The Ramsay Health Care Limited (ASX: RHC) share price was on form on Wednesday.
The private hospital operator’s shares ended the day 2% higher at $63.49.
This means the Ramsay share price has now broken into positive territory for the year.
Is the Ramsay share price in the buy zone?
One leading broker that believes the Ramsay share price is good value is Citi.
According to a note out of the broker yesterday, its analysts have upgraded the company’s shares to a buy rating from neutral. Citi has also increased its price target from $67.00 up to $76.00.
Based on the latest Ramsay share price, this implies potential upside of almost 20% over the next 12 months excluding dividends. If you include them, this potential return stretches to over 22%.

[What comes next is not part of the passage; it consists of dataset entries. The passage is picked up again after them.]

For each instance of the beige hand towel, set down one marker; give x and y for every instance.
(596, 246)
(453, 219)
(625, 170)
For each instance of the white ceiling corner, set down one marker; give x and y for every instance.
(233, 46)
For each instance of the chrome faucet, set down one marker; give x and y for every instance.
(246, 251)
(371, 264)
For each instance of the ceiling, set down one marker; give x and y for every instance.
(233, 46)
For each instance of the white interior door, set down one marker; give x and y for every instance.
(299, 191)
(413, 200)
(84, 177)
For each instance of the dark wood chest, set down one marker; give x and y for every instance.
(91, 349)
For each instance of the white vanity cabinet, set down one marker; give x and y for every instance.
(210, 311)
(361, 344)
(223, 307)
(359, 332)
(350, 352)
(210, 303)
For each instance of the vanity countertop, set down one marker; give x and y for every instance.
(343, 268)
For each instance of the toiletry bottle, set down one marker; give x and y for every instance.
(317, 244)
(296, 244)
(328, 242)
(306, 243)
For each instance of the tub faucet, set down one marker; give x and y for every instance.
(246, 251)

Why did Citi upgrade Ramsay?
Citi made the move partly on valuation grounds, noting that the Ramsay share price has materially underperformed the ASX 200 in recent months and even after announcing its takeover approach of UK-based Spire Healthcare.
In addition to this, Citi is expecting the healthcare sector to return to normal in FY 2022, which it believes will lead to improving earnings. And while the broker suspects the Ramsay may need to raise capital in the future, it has factored this into its valuation.
Citi commented: “We are upgrading RHC to Buy post its bid for Spire Healthcare in the UK. The stock has fallen since the announcement, and has underperformed the ASX200 by 14% in the last quarter, and 40% over the last five years (making it the worst-performing ASX200 Healthcare company over that time frame). While the business currently remains severely impacted by the pandemic, we expect incremental news to be positive as health systems return to more normal conditions in FY22 and FY23.”